The dataset is added to the repository and appears in the datasets/ folder in the Workspace panel. From here, you can edit it, or add it to models and dimensions as needed.

Add a query-based dataset to the repository

A query-based dataset allows you to select data from one or more tables in your data warehouse and save the query in AtScale as a new dataset. This enables you to manipulate the tables you have in your data warehouse and select just the rows you are interested in for your model. For example, you can select only the columns you need, join rows from multiple tables, and do other data manipulation functions. Query-based datasets do not alter your data warehouse.

note

You cannot add calculated columns to a query-based dataset after it is created. Do all of the required data manipulation in the SELECT list of the query.

To add a query-based dataset:

  1. In the Workspace panel, click the new object icon and select Dataset.yml. A new dataset appears in the panel.

  2. Enter a unique name for the dataset file and press Enter. The Dataset properties panel opens.

  3. Complete the following fields:

    • Unique name: A unique name for the dataset. This must be unique across all repositories and subrepositories.
    • Label: A label for the dataset.
    • Description: Optional. A description of the dataset.
    • Source Type: Determines whether the dataset is based on a table or a query. Select Query.
    • Source: Select the data warehouse connection that contains the table you want to query.
  4. In the Selection SQL field, enter the SQL query you want to use to create the dataset.

    Note

    If needed, you can define environment variables and include them in your SQL query. This enables you to create standard models that work with a variety of schemas. For more information, see Working with Environment Variables.

  5. Click Preview SQL.

    note

    This button is disabled if your data warehouse is an instance of Google BigQuery. This is because Google BigQuery does not respect the LIMIT keyword in SQL statements that would limit the size of the result set in the preview. Rather, BigQuery performs a full table scan, which is costly.

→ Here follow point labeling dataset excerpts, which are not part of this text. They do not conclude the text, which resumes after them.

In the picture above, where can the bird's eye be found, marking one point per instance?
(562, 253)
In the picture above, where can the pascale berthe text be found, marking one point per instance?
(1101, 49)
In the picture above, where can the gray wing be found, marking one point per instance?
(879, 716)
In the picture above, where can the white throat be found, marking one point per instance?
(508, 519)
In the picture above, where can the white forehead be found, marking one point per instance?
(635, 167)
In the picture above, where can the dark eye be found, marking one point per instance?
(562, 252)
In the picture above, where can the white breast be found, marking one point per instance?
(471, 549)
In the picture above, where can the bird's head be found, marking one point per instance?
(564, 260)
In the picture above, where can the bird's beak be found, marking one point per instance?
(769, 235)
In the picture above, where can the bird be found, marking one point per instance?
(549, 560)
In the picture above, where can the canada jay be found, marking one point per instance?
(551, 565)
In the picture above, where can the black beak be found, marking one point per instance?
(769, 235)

    If results appear, the SQL statement is valid. If you see an error or do not see data, double-check your SQL syntax and try running the statement directly against your data warehouse.

  6. (Optional) If you want to allow incremental aggregates to be built for the dataset, enable the Allow incremental builds option, then select an Incremental indicator and enter a Grace period.

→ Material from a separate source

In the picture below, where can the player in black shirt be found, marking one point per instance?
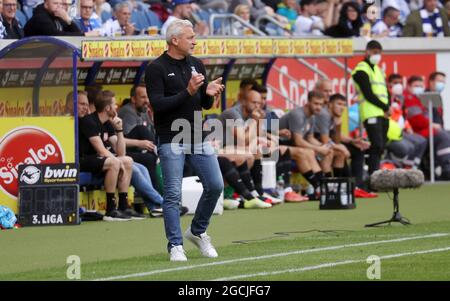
(102, 149)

    For more information on enabling incremental aggregates for a dataset, see Setting Properties to Allow Incremental Rebuilds of Aggregates.

  7. Click Apply.

The dataset is added to the repository and appears in the datasets/ folder in the Workspace panel. From here, you can edit it, or add it to models and dimensions as needed.

Add a dataset to a model

  1. Open the model you want to add datasets to and switch to the Canvas tab.

  2. In the Workspace panel, locate the dataset you want to add and do one of the following:

    • Drag the dataset onto the model Canvas.
    • Click the context menu for the dataset and select Add to Model.

The dataset appears on the model Canvas.

Add a dataset to a dimension

  1. Open the dimension you want to add datasets to and switch to the Canvas tab.

  2. In the Workspace panel, locate the dataset you want to add and do one of the following:

    • Drag the dataset onto the dimension Canvas.
    • Click the context menu for the dataset and select Add to dimension.

The dataset appears on the dimension Canvas.